The critical path through The Sinking City is fairly lengthy on its own but is further extended to probably thirty-plus hours with side cases added in. They don’t provide much useful reward other than experience points, and they do increase the amount of time one must spend engaged in monster combat significantly, but fans of Lovecraftian lore will absolutely not want to skip these extra investigations, as they also include some tantalizing narrative beats. For example, being asked to enter and take pictures of serial killer murder sites leads to an intriguing mini-case, and lifting the veil behind mysterious disappearances at a vacant restaurant ends in a hair-raising scene sure to turn a few stomachs. Even so, by the time the last few bonus cases roll around, the constant pinging around the map does begin to feel like little more than padding.
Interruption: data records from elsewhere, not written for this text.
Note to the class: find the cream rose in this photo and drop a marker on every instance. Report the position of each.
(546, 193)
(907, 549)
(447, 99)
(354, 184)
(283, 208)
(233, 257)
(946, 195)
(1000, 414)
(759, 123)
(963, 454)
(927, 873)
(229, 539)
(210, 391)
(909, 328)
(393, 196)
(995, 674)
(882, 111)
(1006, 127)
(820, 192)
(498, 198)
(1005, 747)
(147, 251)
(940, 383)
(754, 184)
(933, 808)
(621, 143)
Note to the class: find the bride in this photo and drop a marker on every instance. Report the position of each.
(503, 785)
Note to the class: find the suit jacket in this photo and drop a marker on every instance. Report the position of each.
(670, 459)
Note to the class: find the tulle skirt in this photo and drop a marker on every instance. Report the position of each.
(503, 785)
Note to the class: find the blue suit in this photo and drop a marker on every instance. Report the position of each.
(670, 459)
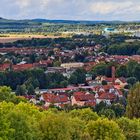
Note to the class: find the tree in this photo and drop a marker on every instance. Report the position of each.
(130, 68)
(31, 90)
(130, 128)
(64, 84)
(103, 129)
(73, 79)
(137, 72)
(119, 109)
(121, 71)
(6, 94)
(80, 75)
(21, 90)
(131, 80)
(104, 82)
(133, 105)
(84, 114)
(55, 127)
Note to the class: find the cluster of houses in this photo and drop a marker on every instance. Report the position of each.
(84, 95)
(24, 66)
(81, 96)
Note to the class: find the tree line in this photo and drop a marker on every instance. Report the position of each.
(26, 121)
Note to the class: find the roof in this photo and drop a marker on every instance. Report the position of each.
(51, 98)
(84, 97)
(107, 96)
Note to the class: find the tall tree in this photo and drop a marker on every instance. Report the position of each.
(133, 106)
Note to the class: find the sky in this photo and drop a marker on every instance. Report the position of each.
(125, 10)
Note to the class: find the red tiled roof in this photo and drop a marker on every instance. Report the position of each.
(51, 98)
(90, 103)
(107, 96)
(86, 97)
(22, 67)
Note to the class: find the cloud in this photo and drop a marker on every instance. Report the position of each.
(71, 9)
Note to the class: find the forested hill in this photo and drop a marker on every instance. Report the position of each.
(3, 20)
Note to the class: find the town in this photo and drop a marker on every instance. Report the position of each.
(69, 70)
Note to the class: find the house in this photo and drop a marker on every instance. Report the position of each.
(106, 98)
(83, 99)
(72, 65)
(58, 100)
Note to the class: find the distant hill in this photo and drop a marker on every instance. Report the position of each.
(3, 20)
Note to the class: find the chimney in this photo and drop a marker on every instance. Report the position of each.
(113, 75)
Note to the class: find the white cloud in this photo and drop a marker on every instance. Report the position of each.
(71, 9)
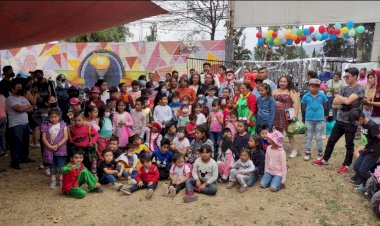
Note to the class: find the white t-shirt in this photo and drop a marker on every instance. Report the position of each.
(54, 130)
(201, 119)
(179, 172)
(181, 144)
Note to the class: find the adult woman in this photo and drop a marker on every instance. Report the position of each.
(209, 80)
(246, 107)
(333, 88)
(184, 90)
(286, 96)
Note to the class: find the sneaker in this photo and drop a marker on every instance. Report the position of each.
(319, 162)
(306, 157)
(188, 199)
(230, 184)
(149, 194)
(343, 169)
(293, 154)
(126, 191)
(243, 189)
(117, 186)
(53, 184)
(165, 189)
(172, 192)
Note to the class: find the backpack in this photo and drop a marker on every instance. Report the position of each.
(188, 165)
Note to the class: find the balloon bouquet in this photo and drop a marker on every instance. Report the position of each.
(308, 35)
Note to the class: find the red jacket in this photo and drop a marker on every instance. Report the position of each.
(80, 135)
(152, 175)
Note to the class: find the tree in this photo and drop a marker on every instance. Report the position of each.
(153, 33)
(114, 34)
(240, 52)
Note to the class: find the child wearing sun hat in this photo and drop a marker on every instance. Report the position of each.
(275, 163)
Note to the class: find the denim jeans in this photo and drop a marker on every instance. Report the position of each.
(271, 180)
(57, 164)
(19, 143)
(364, 164)
(145, 185)
(340, 129)
(314, 128)
(208, 190)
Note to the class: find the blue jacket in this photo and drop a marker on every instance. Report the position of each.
(266, 111)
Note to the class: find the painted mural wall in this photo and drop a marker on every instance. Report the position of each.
(84, 63)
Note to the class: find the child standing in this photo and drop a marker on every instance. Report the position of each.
(241, 138)
(266, 107)
(122, 122)
(162, 158)
(179, 173)
(147, 177)
(241, 171)
(225, 158)
(216, 125)
(54, 138)
(275, 163)
(75, 174)
(314, 103)
(201, 138)
(205, 174)
(257, 157)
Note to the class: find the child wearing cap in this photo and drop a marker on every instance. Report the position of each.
(314, 104)
(275, 163)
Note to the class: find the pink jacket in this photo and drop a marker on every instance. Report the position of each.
(275, 162)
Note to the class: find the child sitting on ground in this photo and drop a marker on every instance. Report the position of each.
(241, 171)
(147, 177)
(162, 158)
(75, 174)
(205, 174)
(108, 173)
(127, 163)
(179, 173)
(275, 163)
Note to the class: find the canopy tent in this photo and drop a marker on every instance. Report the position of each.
(24, 23)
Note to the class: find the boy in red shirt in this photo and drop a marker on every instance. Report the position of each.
(75, 174)
(147, 177)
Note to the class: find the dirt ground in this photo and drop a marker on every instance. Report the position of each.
(313, 196)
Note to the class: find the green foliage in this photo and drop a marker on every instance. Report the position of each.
(114, 34)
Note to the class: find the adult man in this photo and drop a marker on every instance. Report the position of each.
(17, 108)
(350, 98)
(263, 74)
(5, 84)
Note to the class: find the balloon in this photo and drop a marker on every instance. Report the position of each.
(360, 29)
(299, 32)
(350, 24)
(322, 29)
(351, 32)
(325, 35)
(306, 31)
(311, 29)
(337, 26)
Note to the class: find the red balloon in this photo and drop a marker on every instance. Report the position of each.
(322, 29)
(311, 29)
Visually Oakmont is also quite striking with scenic moments, fittingly tinged with fog or soaked by a dreary drizzle, occurring around nearly every street corner. Here an eviscerated shark corpse lying in the street, there a fish market with a gigantic glass tank of malignant moray eels swirling about. What at first glance appear to be alley cats roaming everywhere are soon revealed to be some sort of spidery crustaceans with feline corpses draped over themselves and are now scuttling about in assumed anonymity.

Morbid postcard views are found everywhere, from the sprawling university campus, to the partially-submerged St Botolph’s Cemetery, to the imposing city asylum overlooking Oakmont’s outskirts from atop its hill. But as twilight days give way to only slightly-darker nights, it’s the character models that have received the short end of the aesthetic stick. Though they all look realistic enough, things fall apart under the scrutiny of dialog close-ups. Lip syncing is imperfect at best, and there are an awful lot of cut-and-paste assets popping up in your travels.

More impressive is the sound design, fronted by a generally excellent voice cast. Charles himself initially comes across a bit like a doped-up blanket, but he grew on me. You’ll also hear gleefully squelchy and slimy sound effects that really convey the uneasiness of being in a city infested by cosmic horrors. Everything in Oakmont sounds as absolutely dreadful as it looks – which, of course, is exactly as it should be. That’s important, because the musical score is largely unremarkable, typically limiting itself to atmospheric ambience when it is present at all.

The Sinking City is a case of throwing everything at the wall to see what sticks, to varying degrees of success. As an atmospheric narrative adventure, it manages to strike closer to the center of the Lovecraftian bullseye than many others that have come before. But away from its storytelling, the game almost sinks under the weight of its own gameplay systems without even the benefit of helpful introductions. Combat feels clunky, navigation can be somewhat tedious, and even the story threads are ultimately stretched rather thin to cover its ambitious runtime. Despite some gameplay reservations stemming from a case of too much rather than too little, however, Oakmont feels like a living, breathing (if drowning) city that’s well worth exploring, and those seeking a descent into the macabre will find it a flawed but intriguing experience.